Шрифт:
Интервал:
Закладка:
— Теперь ты сможешь заснуть? — спросила мама, и он ответил:
— Попробую… Пружины несколько раз скрипнули. Я услышал, что мама зашептала ему что-то на ухо. Он ответил:
— Надеюсь, что так, — а потом они замолчали. Иногда мой отец во сне храпел, но не этой ночью. Мне стало интересно, не остался ли он просто лежать с открытыми глазами, когда мама отодвинулась от него, продолжал ли он видеть перед собой труп, который протягивал к нему руки из машины и тащил его вниз, в темноту. Его слова неотвязно преследовали меня: “Если нельзя чувствовать себя в безопасности здесь, то нельзя чувствовать себя в безопасности нигде во всем мире”. Это нанесло моему отцу рану, которая была гораздо глубже, чем озеро Саксон. Возможно, это была горечь по поводу произошедших у озера событий или по поводу жестокости, хладнокровия всего этого. Возможно, это было осознание того, что какие-то ужасные тайны скрывались за закрытыми дверями даже в одном из самых спокойных и безобидных городков мира. Я полагаю, мой отец всегда верил, что все люди в глубине своей души добрые и хорошие. Это происшествие сокрушило опору его жизни, и я убедился в том, что убийца приковал и моего отца к этому ужасному моменту времени, так же, как он приковал свою жертву наручниками к рулевому колесу. Я закрыл глаза и стал молиться за отца, чтобы он нашел дорогу из этого царства тьмы. Март пронесся в моих воспоминаниях, словно ягненок, однако дела убийцы на этом пока еще не завершились.

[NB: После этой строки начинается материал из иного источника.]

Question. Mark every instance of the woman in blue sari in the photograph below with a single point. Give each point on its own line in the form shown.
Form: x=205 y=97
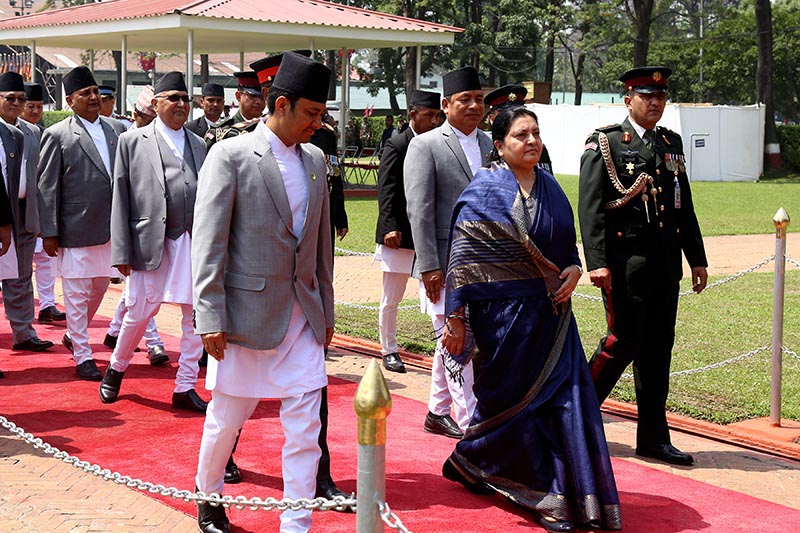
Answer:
x=536 y=436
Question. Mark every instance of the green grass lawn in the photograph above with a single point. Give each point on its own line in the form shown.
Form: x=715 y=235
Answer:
x=719 y=324
x=732 y=208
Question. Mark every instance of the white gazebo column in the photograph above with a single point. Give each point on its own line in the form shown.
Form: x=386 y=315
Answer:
x=190 y=69
x=122 y=90
x=344 y=112
x=33 y=61
x=418 y=67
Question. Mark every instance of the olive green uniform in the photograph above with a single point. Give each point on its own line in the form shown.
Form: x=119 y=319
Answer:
x=638 y=233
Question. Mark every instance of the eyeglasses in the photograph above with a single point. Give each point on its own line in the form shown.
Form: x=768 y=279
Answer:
x=175 y=98
x=10 y=98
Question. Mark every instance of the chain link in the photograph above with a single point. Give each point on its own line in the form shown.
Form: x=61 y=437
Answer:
x=790 y=353
x=352 y=252
x=712 y=366
x=338 y=503
x=733 y=276
x=391 y=519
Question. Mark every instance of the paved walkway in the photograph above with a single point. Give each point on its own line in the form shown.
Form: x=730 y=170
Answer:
x=41 y=494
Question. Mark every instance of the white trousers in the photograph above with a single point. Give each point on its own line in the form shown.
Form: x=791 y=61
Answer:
x=444 y=391
x=151 y=336
x=135 y=322
x=394 y=286
x=300 y=455
x=82 y=298
x=45 y=279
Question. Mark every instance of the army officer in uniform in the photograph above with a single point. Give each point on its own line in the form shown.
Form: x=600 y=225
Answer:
x=636 y=217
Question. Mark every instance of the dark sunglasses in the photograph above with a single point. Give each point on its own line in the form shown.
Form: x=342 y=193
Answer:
x=11 y=99
x=175 y=98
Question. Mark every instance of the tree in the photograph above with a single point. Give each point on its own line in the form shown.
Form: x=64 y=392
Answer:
x=772 y=149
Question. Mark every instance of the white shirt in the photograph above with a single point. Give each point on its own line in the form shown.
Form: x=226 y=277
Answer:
x=95 y=130
x=175 y=139
x=23 y=182
x=293 y=172
x=472 y=149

Все утряслось и забылось, как обычно это происходит. В первый субботний вечер апреля, когда на деревьях уже начали набухать почки, а цветы стали вылезать из теплой земли, я сидел между Беном Сирсом и Джонни Вильсоном, окруженный орущими полчищами себе подобных, когда Тарзан, Гордон Скотт, самый лучший Тарзан, который когда-либо существовал, вонзал свой острый нож в брюхо крокодилу, откуда начинала течь самая натуральная алая человеческая кровь.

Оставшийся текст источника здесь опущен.